UPDATE: Toyota announced a 17.2 percent rise in November auto sales from a year earlier, missing analysts' consensus estimate of a 20 percent gain.
EARLIER: GM reported monthly auto sales figures well below expectations. The company said sales rose 3.4 percent versus analysts' consensus estimate of 7.6 percent.
Below is an excerpt from the GM release:
“The East Coast’s ongoing recovery from Hurricane Sandy helped drive the November SAAR materially higher, but it benefited our competitors more than GM, since they rely on the region for more of their sales,” McNeil said.
“It’s clear that the industry will come in at the high end of our full-year sales forecast,” he added. “Exactly how much growth we can expect next year will depend in part on how Congress and the president resolve the fiscal cliff issue.

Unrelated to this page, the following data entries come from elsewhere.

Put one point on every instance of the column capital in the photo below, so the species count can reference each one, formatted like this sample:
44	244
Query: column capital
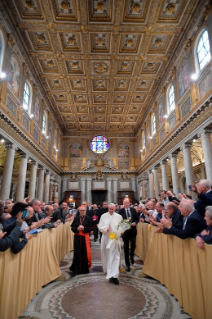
173	155
204	132
10	145
32	162
163	162
23	155
186	145
156	167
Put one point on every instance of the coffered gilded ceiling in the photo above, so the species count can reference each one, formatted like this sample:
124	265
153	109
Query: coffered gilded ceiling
100	61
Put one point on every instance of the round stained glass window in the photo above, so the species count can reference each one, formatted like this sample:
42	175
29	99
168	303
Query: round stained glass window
99	144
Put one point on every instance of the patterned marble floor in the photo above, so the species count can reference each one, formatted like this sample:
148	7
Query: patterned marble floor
91	296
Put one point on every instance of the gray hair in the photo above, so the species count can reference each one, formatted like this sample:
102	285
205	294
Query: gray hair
141	205
46	208
206	183
209	210
34	201
187	203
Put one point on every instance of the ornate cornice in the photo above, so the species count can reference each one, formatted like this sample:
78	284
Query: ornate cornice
6	16
195	123
184	37
19	138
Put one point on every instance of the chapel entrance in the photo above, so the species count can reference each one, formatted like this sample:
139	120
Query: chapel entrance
98	197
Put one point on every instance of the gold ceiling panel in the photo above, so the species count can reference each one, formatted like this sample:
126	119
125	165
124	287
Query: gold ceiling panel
29	9
100	61
135	11
100	11
65	10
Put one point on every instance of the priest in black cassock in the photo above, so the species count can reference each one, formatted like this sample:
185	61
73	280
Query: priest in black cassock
82	225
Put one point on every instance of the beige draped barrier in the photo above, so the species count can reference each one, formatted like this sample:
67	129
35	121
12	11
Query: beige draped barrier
179	265
23	275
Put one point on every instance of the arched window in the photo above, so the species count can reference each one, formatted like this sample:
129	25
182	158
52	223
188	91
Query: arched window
171	99
44	123
144	140
153	124
203	50
27	97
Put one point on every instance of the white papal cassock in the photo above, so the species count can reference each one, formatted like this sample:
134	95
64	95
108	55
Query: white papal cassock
110	256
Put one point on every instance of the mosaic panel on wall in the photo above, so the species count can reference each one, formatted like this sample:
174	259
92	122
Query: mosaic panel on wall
14	77
161	113
162	135
205	85
50	130
75	164
171	122
185	107
183	79
36	134
37	110
75	150
25	122
123	150
123	165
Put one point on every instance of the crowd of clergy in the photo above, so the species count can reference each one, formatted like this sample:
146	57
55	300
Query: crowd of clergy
180	216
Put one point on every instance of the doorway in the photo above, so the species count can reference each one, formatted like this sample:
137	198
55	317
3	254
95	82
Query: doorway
98	197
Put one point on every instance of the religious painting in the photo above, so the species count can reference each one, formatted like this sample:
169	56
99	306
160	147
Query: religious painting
123	165
11	106
37	110
161	113
75	165
185	107
35	135
14	75
25	122
123	150
75	150
99	144
205	85
183	79
172	121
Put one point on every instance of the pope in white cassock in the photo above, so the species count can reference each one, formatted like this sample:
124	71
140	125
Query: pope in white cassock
110	254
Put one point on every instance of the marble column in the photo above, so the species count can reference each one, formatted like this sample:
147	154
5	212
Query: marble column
174	170
189	174
207	151
115	190
88	188
82	184
21	178
109	193
202	170
40	184
7	172
46	187
32	180
151	184
165	183
65	185
156	182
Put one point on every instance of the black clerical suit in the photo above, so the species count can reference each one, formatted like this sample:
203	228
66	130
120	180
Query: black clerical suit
91	213
80	260
101	211
129	235
192	224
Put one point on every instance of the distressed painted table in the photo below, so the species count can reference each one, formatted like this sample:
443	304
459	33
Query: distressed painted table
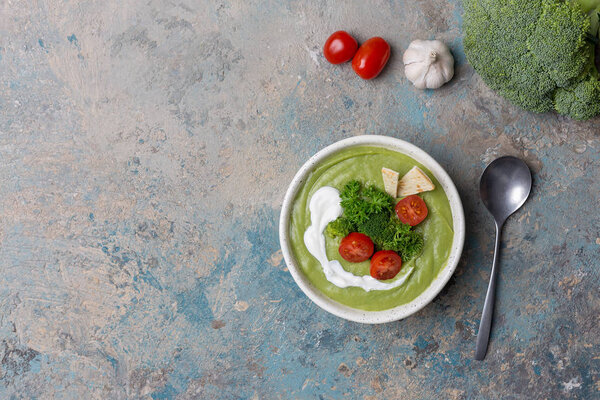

Consumers hate uncertainty, so an agreement on ways to reduce long-term federal budget deficits could remove an impediment to growth.”

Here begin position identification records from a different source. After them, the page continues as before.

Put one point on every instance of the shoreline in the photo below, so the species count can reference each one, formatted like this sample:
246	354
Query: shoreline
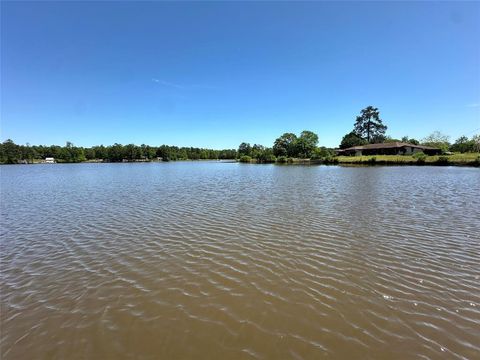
467	159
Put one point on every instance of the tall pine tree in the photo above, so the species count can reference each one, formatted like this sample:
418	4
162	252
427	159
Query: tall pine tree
369	126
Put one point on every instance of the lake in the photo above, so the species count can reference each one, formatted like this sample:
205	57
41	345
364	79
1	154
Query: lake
211	260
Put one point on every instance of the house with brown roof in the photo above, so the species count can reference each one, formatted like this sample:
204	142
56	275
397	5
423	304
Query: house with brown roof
393	148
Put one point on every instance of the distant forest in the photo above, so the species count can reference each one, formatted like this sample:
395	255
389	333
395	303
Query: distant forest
11	153
368	128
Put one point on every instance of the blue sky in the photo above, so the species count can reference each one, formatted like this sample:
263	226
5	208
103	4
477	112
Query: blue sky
218	73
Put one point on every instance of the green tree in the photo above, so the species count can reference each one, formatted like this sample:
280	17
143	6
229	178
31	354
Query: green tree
244	149
369	125
351	139
285	145
9	152
306	143
463	144
410	140
437	140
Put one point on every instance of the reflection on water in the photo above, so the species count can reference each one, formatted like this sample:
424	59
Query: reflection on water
222	260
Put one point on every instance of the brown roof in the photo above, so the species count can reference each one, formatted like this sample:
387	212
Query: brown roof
395	144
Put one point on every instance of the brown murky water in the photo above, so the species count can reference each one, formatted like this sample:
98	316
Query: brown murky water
197	260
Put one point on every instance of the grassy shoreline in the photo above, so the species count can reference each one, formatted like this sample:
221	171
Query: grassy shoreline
465	159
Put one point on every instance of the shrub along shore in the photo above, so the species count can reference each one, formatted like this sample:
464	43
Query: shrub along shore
459	159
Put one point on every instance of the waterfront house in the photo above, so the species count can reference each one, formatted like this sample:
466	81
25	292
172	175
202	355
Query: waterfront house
393	148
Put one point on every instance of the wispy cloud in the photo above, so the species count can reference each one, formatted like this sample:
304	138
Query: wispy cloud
182	86
166	83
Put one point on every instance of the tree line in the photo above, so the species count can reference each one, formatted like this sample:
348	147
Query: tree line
287	146
369	129
11	153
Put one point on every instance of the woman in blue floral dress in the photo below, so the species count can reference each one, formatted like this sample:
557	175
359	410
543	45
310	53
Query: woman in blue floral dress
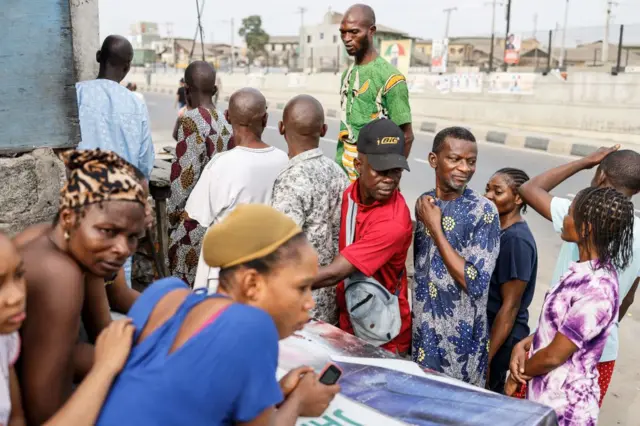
457	241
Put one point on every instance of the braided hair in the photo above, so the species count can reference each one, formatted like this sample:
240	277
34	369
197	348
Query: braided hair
516	177
604	220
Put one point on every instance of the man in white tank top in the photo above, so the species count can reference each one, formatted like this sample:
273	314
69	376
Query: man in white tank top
243	175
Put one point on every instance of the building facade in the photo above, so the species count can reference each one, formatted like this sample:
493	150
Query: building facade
321	47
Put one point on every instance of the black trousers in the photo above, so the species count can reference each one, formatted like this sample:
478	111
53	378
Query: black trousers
500	365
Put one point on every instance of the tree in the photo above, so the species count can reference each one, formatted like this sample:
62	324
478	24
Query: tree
254	36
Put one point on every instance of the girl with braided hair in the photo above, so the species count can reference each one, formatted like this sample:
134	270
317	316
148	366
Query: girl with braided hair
579	311
513	280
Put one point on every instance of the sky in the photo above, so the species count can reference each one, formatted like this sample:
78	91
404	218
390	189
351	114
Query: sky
420	18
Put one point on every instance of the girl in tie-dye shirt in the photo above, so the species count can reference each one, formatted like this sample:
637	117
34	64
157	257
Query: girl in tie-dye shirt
578	311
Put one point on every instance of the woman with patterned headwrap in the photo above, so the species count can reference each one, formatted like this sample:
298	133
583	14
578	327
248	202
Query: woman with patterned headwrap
101	216
202	359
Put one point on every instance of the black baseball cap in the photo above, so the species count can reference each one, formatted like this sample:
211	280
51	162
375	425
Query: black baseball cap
383	143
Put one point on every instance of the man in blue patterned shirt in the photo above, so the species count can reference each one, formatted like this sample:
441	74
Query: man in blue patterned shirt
111	117
457	241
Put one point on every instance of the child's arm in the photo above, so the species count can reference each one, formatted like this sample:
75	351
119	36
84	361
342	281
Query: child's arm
112	350
17	413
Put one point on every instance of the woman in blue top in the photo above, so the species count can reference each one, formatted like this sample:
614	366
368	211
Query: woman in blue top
211	360
513	280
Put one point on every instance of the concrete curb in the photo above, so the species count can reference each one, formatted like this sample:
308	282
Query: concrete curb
555	144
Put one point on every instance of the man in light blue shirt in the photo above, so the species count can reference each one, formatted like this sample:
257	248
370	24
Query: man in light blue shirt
619	169
112	117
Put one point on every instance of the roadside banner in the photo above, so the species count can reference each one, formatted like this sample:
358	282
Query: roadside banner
397	53
512	49
512	83
466	83
380	388
439	55
297	79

EARLIER: Ford Motor just released monthly auto sales figures for November, rising 6.4 percent from a year earlier versus expectations of a 2.4 percent gain as the industry continues to recover from the effects of Hurricane Sandy.
Nissan also posted a monster month, with sales up 12.9 percent versus estimates of a 4.8 percent rise.

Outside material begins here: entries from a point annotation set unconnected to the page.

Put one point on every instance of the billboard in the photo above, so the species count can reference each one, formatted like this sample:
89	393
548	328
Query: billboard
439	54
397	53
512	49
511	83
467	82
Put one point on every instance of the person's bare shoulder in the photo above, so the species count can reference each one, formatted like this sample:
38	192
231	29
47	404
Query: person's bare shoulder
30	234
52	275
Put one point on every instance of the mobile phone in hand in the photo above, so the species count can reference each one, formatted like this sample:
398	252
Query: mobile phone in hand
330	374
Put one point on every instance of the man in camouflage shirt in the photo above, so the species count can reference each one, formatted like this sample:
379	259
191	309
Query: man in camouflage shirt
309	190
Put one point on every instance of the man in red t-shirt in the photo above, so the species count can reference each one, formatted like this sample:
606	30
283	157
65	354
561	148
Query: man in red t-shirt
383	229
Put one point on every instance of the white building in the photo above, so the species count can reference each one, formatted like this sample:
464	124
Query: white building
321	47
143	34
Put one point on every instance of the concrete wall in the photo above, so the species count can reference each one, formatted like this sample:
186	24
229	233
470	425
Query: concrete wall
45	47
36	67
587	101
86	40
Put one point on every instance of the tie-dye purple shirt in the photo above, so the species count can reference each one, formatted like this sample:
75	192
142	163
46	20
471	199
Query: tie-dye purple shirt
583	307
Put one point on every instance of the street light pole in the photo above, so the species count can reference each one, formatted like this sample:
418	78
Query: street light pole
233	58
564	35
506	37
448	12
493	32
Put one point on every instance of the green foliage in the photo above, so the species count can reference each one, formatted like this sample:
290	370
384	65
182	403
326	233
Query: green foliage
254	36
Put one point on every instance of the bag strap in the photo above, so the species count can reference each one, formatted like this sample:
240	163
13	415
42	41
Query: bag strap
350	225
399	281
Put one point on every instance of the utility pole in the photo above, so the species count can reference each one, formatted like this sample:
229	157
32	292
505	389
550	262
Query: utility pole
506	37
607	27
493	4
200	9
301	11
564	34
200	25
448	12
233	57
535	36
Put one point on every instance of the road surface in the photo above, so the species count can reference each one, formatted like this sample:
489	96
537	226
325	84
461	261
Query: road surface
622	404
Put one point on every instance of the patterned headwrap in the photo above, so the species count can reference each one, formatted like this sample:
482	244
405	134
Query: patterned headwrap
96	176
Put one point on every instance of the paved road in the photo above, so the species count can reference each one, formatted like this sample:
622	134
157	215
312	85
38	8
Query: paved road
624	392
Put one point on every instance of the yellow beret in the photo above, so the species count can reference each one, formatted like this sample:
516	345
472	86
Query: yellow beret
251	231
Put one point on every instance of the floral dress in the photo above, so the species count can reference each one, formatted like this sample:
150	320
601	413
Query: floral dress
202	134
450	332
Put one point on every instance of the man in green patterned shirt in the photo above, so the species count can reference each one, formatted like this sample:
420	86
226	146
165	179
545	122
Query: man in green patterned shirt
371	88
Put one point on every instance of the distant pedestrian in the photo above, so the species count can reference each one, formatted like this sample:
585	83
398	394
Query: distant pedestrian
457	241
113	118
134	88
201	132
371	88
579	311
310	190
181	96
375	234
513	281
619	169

Below is an excerpt from the Ford release:
November brought growth throughout Ford's product portfolio in the U.S., with car sales up 15 percent, utilities up 2 percent and trucks up 4 percent.
"November represented a strong month for the industry, and Ford sales performed well across the board," said Ken Czubay, Ford vice president, U.S. Marketing, Sales and Service. "We saw sharp increases in demand for Ford's fuel-efficient small cars, our best-ever month for electrified vehicles and growing demand for our fuel-efficient and capable F-Series pickups."
Ford had its best small car November sales month since 2000, with Focus, the all-new C-MAX Hybrids and Fiesta sales totaling 26,848 vehicles – a 76 percent increase over last year. Focus sales were up 56 percent versus year-ago levels, while the all-new C-MAX Hybrid lineup gained 52 percent versus October, when the C-MAX Energi went on sale.
The Ford F-Series, America's best-selling vehicle, posted an 18 percent increase, with 56,299 vehicles sold in November. This represents F-Series' best November since 2005 and 16 straight months of year-over-year sales increases.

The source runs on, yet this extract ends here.